JOHN: I could not agree more about the desirability of contractor representatives in OFCCP audits to build a relationship with the OFCCP compliance officers. The bullying does not appear and OFCCP takes at face value so much more of the information the contractor representative is imparting to the compliance officer. By building a relationship, I mean being social, cooperative, and transparent but I do not mean “either kowtowing to OFCCP or sacrificing core values of the company. (I just love that word kowtow…one of the few Chinese words we have incorporated into modern American language having been so early on dependent on the Romans and the Greeks). I also think it is an art to stand down a burdensome and irrelevant OFCCP request for documents in a graceful manner which neither wounds the dignity of the compliance officer nor makes them appear unknowledgeable about OFCCP’s regulations or procedures. So, how do you push back to OFCCP in a graceful manner without wounding and getting the compliance officer’s dander up?

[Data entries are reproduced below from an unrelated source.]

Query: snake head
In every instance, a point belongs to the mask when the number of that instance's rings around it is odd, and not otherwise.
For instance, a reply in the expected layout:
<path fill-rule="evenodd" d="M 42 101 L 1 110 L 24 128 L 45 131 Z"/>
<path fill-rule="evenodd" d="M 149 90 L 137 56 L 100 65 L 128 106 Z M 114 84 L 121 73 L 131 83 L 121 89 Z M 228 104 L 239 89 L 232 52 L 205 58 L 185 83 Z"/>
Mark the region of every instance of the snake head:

CANDEE: Obviously, one cannot forget that the compliance officer has a job to do. The point where I have had an issue was in how they chose to do that job. With audits all across the country, there were numerous situations where some compliance officers had not received appropriate training, and that would usually be very evident during an audit. I have had compliance officers ask me for things that I knew were not correct so I would just ask them to send me the regulation that showed me I had to provide what they were requesting. For example, during the worst audit of my career, I received a request to provide both job postings and the actual names of all the veterans who had been referred to me from the state workforce agencies. I knew the regulations required job listings, not job postings, and I also knew that I did NOT have to provide the names of any veteran referrals we had received. I played dumb and asked the compliance officer to send me the regulations because (and this is what I said to her as my reason for the request), if I had to tell my boss that I provided something to the OFCCP that they shouldn’t have requested in the first place, I would be in big trouble. Well, of course, when I was on the phone with her, I had the various regulations open on my computer and the funny thing was that she never sent the regulations to me, because she was obviously wrong. That’s why I keep trying to educate our members over and over about the importance of learning the regulations.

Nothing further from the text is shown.